Smith was there for Headley’s arrest. “I knew what he looked like, I knew he was going to be 92, and I also knew how compelling the proof was,” she says. The team feared that the arrest would trigger a health crisis. “We were uncovering the most hidden truth he’d kept hidden for 60 years,” says Smith.

Yet everything was able to proceed. The court case took place, and the victim’s granddaughter had been contacted by specialist officers. “Mary had believed it was never going to be resolved,” says Smith. For the family, there had also been a stigma about the nature of the crime.

“Sexual assault is often not reported now,” says Smith, “but in the 60s and 70s, how many elderly ladies would ever report this had happened?”
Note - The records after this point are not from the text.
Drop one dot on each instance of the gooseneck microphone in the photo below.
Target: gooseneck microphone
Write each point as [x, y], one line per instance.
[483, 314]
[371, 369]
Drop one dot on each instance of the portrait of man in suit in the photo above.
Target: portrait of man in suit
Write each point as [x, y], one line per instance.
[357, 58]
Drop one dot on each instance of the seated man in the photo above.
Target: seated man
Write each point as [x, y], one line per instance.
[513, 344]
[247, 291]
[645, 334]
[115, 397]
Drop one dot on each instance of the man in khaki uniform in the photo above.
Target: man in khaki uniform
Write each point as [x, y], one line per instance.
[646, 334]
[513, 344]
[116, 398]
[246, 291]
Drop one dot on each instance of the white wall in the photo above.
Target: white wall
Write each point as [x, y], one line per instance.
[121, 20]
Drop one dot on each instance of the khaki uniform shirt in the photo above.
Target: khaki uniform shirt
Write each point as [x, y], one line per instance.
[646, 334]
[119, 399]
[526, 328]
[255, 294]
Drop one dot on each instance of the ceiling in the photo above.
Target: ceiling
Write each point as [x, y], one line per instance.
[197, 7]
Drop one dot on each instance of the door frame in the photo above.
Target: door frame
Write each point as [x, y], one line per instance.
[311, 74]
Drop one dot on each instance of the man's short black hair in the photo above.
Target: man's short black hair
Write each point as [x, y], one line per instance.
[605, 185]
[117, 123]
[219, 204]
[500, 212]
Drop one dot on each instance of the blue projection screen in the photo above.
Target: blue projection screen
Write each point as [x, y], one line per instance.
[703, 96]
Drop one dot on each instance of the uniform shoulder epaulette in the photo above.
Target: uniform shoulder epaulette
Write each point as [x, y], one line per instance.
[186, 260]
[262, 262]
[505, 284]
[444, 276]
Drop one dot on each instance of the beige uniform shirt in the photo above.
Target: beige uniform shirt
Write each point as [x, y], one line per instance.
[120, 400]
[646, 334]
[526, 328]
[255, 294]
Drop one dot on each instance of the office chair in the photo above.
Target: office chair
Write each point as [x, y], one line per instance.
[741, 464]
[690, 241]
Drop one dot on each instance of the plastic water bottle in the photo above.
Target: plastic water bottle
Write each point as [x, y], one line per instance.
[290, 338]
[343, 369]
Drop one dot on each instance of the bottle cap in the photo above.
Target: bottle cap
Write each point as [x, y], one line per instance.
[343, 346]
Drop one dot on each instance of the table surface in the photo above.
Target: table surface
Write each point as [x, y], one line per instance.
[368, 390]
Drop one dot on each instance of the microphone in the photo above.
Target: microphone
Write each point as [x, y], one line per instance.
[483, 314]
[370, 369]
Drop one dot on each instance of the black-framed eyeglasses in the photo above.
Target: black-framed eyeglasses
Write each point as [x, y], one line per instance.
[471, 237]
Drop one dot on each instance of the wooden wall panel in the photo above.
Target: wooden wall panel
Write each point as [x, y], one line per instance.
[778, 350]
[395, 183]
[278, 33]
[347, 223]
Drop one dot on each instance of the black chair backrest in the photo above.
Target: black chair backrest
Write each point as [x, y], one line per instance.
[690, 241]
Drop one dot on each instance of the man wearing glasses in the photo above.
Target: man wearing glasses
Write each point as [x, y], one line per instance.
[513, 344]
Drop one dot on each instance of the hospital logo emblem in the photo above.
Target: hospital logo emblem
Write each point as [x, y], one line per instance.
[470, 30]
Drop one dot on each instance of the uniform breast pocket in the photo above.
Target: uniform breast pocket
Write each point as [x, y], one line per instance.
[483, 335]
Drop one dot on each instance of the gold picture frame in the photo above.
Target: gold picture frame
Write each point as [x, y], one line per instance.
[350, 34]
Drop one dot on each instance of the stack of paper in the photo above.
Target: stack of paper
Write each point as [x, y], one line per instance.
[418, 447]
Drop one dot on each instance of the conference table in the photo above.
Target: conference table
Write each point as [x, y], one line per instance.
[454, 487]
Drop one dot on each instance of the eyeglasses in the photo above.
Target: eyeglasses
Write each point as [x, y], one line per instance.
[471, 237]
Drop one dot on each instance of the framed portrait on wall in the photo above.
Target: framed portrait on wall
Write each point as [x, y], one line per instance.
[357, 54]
Headley was told at sentencing that, for all intents and purposes, he would remain incarcerated. He would die in prison.

A Profound Effect

For Smith, it has been a unique case. “It just feels distinct, I don’t know why,” she says. “In a live case, the process is very responsive. With this case you’re proactive, the pressure is only from yourself. It started with me trying to get someone to take some notice of that box – and I was able to see it through right until the end.”

She is confident that it is not the last resolution. There are approximately one hundred and thirty unsolved investigations in the archives. “We’ve got so much more to do,” she says. “We have several murders that we’re re-examining – we’re constantly submitting evidence to forensics and following other leads. We’ll be forever unlocking the past.”

Jeffrey Johnson
Jeffrey Johnson

A passionate gamer and tech enthusiast with over a decade of experience in competitive gaming and content creation.